The mechanisms linking SOM composition and microbial community structure are poorly understood. It is now thought that the organic matter that is cycled by soil microbes is a complex mixture of microbial metabolites15,16 that can be characterized in detail using soil metabolomics17,18. The composition of these exometabolites has a strong impact on community structure, and in turn, these microbes impact the metabolite pool. For example, in some cases, resource competition can reduce microbial diversity through competitive exclusion, whereas cross-feeding can increase microbial diversity. On the other hand, rich sources of SOM may promote microbial diversity through niche divergence19 and exometabolite niche partitioning20.

Exometabolomics enables direct examination of how microbes transform the small molecule metabolites within their environment, providing new insights into resource competition and cross-feeding21. For this approach, microbes (typically isolates) are cultured in an environmentally-relevant mixture of metabolites and then spent media is profiled to determine the uptake and release of metabolites. Recently, exometabolomics was used to study resource partitioning among sympatric biocrust isolates using complex biocrust-relevant media20. This revealed a high degree of substrate specialization, where 13–26% of the detected metabolites were consumed by individual isolates. As microorganisms from diverse taxa continue to be cultivated and examined, this approach holds substantial potential to provide valuable phenotypic information that can link community structure to SOM composition.

Here we exploited the dynamic and tractable characteristics of biocrust to explore the relationships between soil microbes and metabolites for this particular ecosystem after a laboratory-based wetting event. Liquid chromatography-mass spectrometry (LC/MS) soil metabolomics was used to characterize the dynamic metabolite composition of the biocrust soil water and shotgun metagenomic sequencing was used to measure single copy gene markers of the dominant taxa. We then determined the extent to which isolate exometabolite patterns are conserved in situ (within the intact biocrust soil community). While the comparison of a microbe in isolation and in an environmental system is challenging, isolate exometabolomics were performed with media supplemented with lysed cell metabolite extracts to simulate the biocrust environment20. Our findings reveal significant agreement between isolate exometabolomics and in situ microbe–metabolite relationships for dominant taxa in biocrust. To the best of our knowledge, this is the first study using isolate exometabolomics to link microbial community structure to soil chemistry.


Experimental setup

Correlation analyses between microbes and metabolites were facilitated by monitoring biocrust samples across two variables: laboratory-based wetting and ecological succession (Fig. 1a).
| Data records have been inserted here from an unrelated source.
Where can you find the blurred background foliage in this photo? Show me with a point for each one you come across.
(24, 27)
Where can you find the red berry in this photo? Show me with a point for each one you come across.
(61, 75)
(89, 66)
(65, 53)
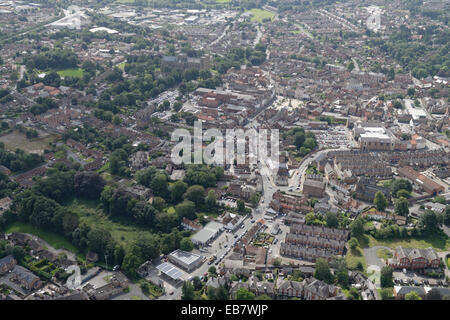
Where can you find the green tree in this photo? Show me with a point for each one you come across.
(187, 291)
(186, 244)
(357, 227)
(386, 277)
(244, 294)
(322, 271)
(240, 205)
(196, 194)
(177, 190)
(353, 243)
(401, 206)
(412, 296)
(332, 220)
(380, 201)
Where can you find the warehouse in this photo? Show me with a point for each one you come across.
(207, 234)
(186, 260)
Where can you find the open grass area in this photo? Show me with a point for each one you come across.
(354, 256)
(55, 240)
(259, 15)
(72, 72)
(384, 254)
(19, 140)
(121, 231)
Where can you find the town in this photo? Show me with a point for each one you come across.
(93, 206)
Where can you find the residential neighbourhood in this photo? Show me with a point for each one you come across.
(224, 150)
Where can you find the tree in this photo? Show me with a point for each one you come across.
(186, 244)
(399, 184)
(401, 206)
(386, 277)
(177, 190)
(357, 227)
(88, 184)
(196, 194)
(160, 186)
(211, 200)
(186, 209)
(412, 296)
(380, 201)
(187, 292)
(240, 205)
(403, 193)
(430, 222)
(331, 219)
(322, 271)
(386, 294)
(244, 294)
(433, 294)
(353, 243)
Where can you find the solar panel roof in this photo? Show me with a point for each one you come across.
(170, 270)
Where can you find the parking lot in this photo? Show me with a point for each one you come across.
(335, 137)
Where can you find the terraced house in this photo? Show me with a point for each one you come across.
(414, 259)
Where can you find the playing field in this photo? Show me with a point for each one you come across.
(74, 72)
(259, 15)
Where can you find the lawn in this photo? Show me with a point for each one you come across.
(19, 140)
(121, 232)
(259, 15)
(72, 72)
(439, 242)
(384, 254)
(55, 240)
(354, 256)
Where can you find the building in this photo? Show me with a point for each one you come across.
(186, 260)
(313, 188)
(207, 234)
(26, 278)
(7, 264)
(421, 180)
(414, 259)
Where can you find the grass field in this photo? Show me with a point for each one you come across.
(259, 15)
(354, 256)
(55, 240)
(384, 254)
(16, 140)
(437, 241)
(74, 72)
(89, 213)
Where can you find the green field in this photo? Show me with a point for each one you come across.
(259, 15)
(121, 232)
(384, 254)
(74, 72)
(438, 242)
(55, 240)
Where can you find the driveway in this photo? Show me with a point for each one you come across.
(371, 256)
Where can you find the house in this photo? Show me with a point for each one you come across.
(7, 264)
(26, 278)
(314, 289)
(401, 291)
(414, 259)
(289, 289)
(313, 188)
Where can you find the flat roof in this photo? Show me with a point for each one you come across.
(170, 270)
(185, 257)
(207, 232)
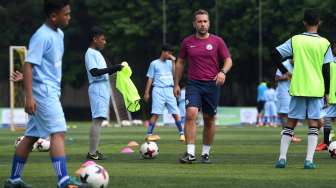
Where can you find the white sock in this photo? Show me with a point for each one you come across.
(284, 145)
(191, 149)
(206, 149)
(94, 135)
(311, 146)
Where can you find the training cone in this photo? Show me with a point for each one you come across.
(132, 144)
(127, 150)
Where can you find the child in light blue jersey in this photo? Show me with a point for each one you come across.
(160, 75)
(99, 88)
(270, 107)
(42, 84)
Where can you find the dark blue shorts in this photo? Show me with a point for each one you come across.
(203, 95)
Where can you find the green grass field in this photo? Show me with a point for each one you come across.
(242, 157)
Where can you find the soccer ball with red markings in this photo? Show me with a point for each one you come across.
(332, 149)
(95, 176)
(149, 150)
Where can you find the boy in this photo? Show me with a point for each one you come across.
(283, 97)
(330, 111)
(309, 83)
(42, 84)
(160, 74)
(99, 88)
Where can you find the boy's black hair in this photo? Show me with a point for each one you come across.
(95, 32)
(51, 6)
(311, 16)
(167, 47)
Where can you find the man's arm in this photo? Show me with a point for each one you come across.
(178, 75)
(30, 105)
(110, 70)
(147, 89)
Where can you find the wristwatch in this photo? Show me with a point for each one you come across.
(222, 70)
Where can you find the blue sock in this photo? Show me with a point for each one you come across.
(17, 167)
(59, 164)
(179, 126)
(150, 128)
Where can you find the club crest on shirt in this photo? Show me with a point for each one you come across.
(209, 47)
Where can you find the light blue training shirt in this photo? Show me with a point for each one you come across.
(161, 72)
(286, 50)
(283, 85)
(94, 59)
(46, 48)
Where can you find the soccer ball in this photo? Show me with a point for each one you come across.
(332, 149)
(95, 176)
(149, 150)
(18, 140)
(41, 145)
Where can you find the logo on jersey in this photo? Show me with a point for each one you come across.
(209, 47)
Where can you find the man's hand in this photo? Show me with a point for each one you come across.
(30, 105)
(220, 78)
(146, 97)
(177, 90)
(16, 76)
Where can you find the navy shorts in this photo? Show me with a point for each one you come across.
(203, 95)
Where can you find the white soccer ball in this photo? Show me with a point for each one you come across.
(332, 149)
(18, 140)
(95, 176)
(149, 150)
(42, 145)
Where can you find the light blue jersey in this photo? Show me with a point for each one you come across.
(286, 50)
(261, 91)
(161, 73)
(46, 50)
(99, 88)
(270, 106)
(283, 85)
(94, 59)
(45, 53)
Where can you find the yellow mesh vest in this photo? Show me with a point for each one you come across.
(308, 56)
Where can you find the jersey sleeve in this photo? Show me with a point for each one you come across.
(285, 49)
(150, 72)
(328, 58)
(37, 45)
(223, 50)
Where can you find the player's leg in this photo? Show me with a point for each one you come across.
(172, 107)
(99, 95)
(19, 160)
(210, 99)
(93, 153)
(150, 129)
(297, 110)
(314, 114)
(193, 104)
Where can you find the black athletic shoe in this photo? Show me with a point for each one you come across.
(205, 159)
(19, 184)
(187, 158)
(96, 156)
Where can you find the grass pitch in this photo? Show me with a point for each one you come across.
(242, 157)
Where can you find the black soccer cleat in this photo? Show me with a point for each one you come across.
(96, 156)
(205, 159)
(187, 158)
(19, 184)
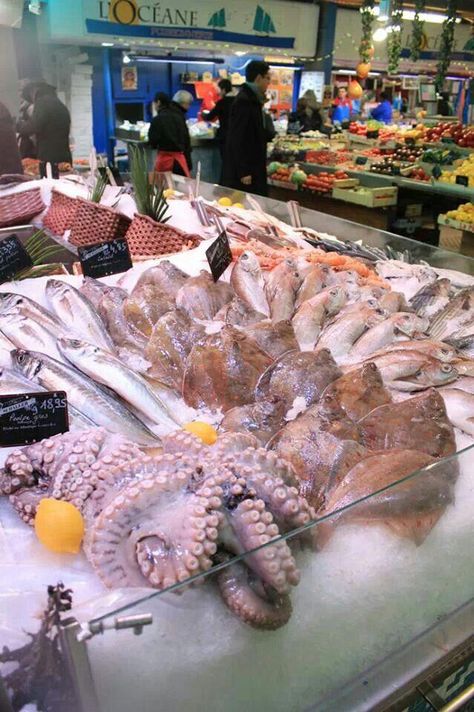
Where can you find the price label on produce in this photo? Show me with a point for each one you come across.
(30, 417)
(13, 258)
(219, 256)
(105, 258)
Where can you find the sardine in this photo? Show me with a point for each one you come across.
(77, 313)
(12, 383)
(309, 318)
(431, 298)
(248, 283)
(108, 370)
(29, 308)
(460, 408)
(458, 312)
(84, 394)
(26, 333)
(386, 332)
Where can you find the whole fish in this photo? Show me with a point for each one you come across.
(29, 308)
(460, 408)
(313, 283)
(105, 368)
(83, 393)
(309, 318)
(340, 335)
(248, 283)
(77, 313)
(431, 373)
(12, 383)
(432, 298)
(458, 312)
(440, 350)
(281, 293)
(26, 333)
(385, 333)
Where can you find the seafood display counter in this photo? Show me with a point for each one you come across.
(315, 553)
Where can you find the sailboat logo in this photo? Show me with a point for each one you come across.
(263, 21)
(217, 19)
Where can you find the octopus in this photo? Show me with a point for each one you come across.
(61, 467)
(158, 520)
(223, 370)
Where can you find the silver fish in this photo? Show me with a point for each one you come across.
(248, 283)
(386, 332)
(458, 312)
(28, 307)
(460, 408)
(77, 313)
(309, 318)
(26, 333)
(350, 324)
(105, 368)
(12, 383)
(83, 393)
(431, 298)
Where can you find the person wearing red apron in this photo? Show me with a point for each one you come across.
(169, 134)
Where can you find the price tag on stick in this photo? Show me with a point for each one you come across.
(13, 258)
(219, 256)
(105, 258)
(30, 417)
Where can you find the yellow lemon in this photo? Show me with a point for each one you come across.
(202, 430)
(59, 526)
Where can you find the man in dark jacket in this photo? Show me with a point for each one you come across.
(222, 111)
(50, 123)
(245, 163)
(169, 133)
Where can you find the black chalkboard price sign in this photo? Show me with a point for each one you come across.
(13, 258)
(219, 256)
(29, 417)
(105, 258)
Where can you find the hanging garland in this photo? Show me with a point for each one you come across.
(366, 49)
(416, 41)
(446, 44)
(394, 40)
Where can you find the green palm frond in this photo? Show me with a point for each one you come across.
(149, 198)
(41, 251)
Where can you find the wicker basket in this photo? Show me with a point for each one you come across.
(96, 223)
(61, 213)
(147, 238)
(20, 208)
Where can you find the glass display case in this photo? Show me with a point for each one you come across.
(377, 604)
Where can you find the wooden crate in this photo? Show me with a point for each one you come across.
(372, 198)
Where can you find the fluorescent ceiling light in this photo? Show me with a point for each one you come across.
(433, 17)
(380, 34)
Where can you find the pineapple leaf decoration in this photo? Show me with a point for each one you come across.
(148, 196)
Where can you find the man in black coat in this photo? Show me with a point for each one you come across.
(169, 133)
(50, 123)
(245, 162)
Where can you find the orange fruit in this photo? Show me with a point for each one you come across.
(59, 526)
(202, 430)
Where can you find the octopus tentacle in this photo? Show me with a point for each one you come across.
(253, 604)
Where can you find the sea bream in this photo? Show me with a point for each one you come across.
(88, 397)
(105, 368)
(77, 313)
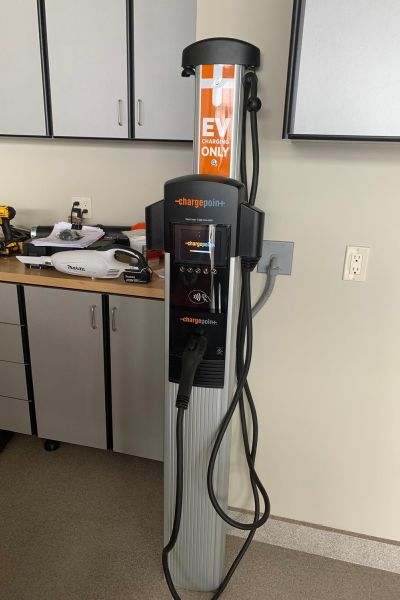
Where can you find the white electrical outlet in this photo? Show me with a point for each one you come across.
(355, 263)
(84, 204)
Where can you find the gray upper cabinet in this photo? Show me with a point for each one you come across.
(164, 101)
(21, 88)
(87, 49)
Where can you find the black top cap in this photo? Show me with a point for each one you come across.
(221, 51)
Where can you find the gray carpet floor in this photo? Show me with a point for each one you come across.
(85, 524)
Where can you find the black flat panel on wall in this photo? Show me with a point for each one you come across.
(343, 74)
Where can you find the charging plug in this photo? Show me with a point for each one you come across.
(191, 358)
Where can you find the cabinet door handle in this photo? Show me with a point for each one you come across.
(113, 320)
(139, 112)
(93, 316)
(120, 123)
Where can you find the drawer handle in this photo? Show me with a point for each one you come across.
(113, 319)
(139, 113)
(120, 122)
(93, 316)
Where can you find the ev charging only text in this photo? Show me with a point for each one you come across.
(213, 133)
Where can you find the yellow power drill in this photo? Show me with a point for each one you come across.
(7, 245)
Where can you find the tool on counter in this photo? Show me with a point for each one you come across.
(77, 215)
(102, 264)
(12, 236)
(112, 236)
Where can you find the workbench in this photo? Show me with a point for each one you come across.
(82, 360)
(13, 271)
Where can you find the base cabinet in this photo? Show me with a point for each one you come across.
(14, 397)
(66, 344)
(137, 375)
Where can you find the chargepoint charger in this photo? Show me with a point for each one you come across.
(212, 234)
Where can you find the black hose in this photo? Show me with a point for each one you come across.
(178, 503)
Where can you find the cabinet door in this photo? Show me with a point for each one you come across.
(9, 310)
(66, 347)
(87, 47)
(21, 87)
(137, 375)
(164, 101)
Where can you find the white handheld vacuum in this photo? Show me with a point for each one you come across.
(102, 264)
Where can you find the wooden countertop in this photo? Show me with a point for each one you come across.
(12, 271)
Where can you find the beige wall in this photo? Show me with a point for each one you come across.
(326, 371)
(39, 177)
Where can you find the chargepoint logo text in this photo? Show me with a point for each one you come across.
(197, 321)
(198, 203)
(198, 244)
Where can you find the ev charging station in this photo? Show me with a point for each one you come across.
(212, 235)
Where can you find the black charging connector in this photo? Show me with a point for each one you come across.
(192, 357)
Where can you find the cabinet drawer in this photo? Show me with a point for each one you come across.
(13, 380)
(9, 311)
(14, 415)
(11, 343)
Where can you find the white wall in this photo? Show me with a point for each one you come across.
(326, 373)
(39, 177)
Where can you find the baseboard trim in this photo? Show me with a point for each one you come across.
(337, 545)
Four successional stages of biocrust were used, ranging from early/ young (labeled as ‘level A’) to late/ mature (labeled as ‘level D’) (Supplementary Fig. 1). We then compared our current results with previous laboratory-derived knowledge of substrate preferences for four dominant microorganisms by relating the abundance of these bacteria to soil metabolites measured in the intact biocrust system (Fig. 1b). In situ, the general assumption is that as a particular microbe grows and increases in abundance in a community, consumed metabolites will decrease and display a negative-correlation relationship. Conversely, metabolites that are known to be released by a microbe are predicted to concurrently increase and display a positive-correlation relationship with growth (Fig. 1b).

Fig. 1
figure 1

Experimental workflow and biocrust microbe–metabolite relationship predictions. a Biocrust wetup metabolomics and metagenomics experimental setup and analysis. To study microbe–metabolite relationships in situ, biocrusts from four successional stages were wetup and sampled at five time points (total n = 100). Biocrust soil water was removed and analyzed by liquid chromatography/ mass spectrometry (n = 5 for each group) and biocrust DNA was extracted for shotgun sequencing (n = 1 for each group). Metagenome-estimated genome and metabolite abundances were analyzed through Spearman rank correlations to determine microbe–metabolite relationships and compared to the expected relationships based on isolate exometabolomic studies. b Exometabolomics-based in situ microbe–metabolite relationship prediction. The hypothesis is that isolate exometabolomics can be used to predict microbe–metabolite patterns in situ based on microbial abundance: Across wetting and successional stages, microbes change in abundance and negatively correlate with metabolites that they consume and positively correlate with metabolites that they release (metabolites are indicated by dotted lines)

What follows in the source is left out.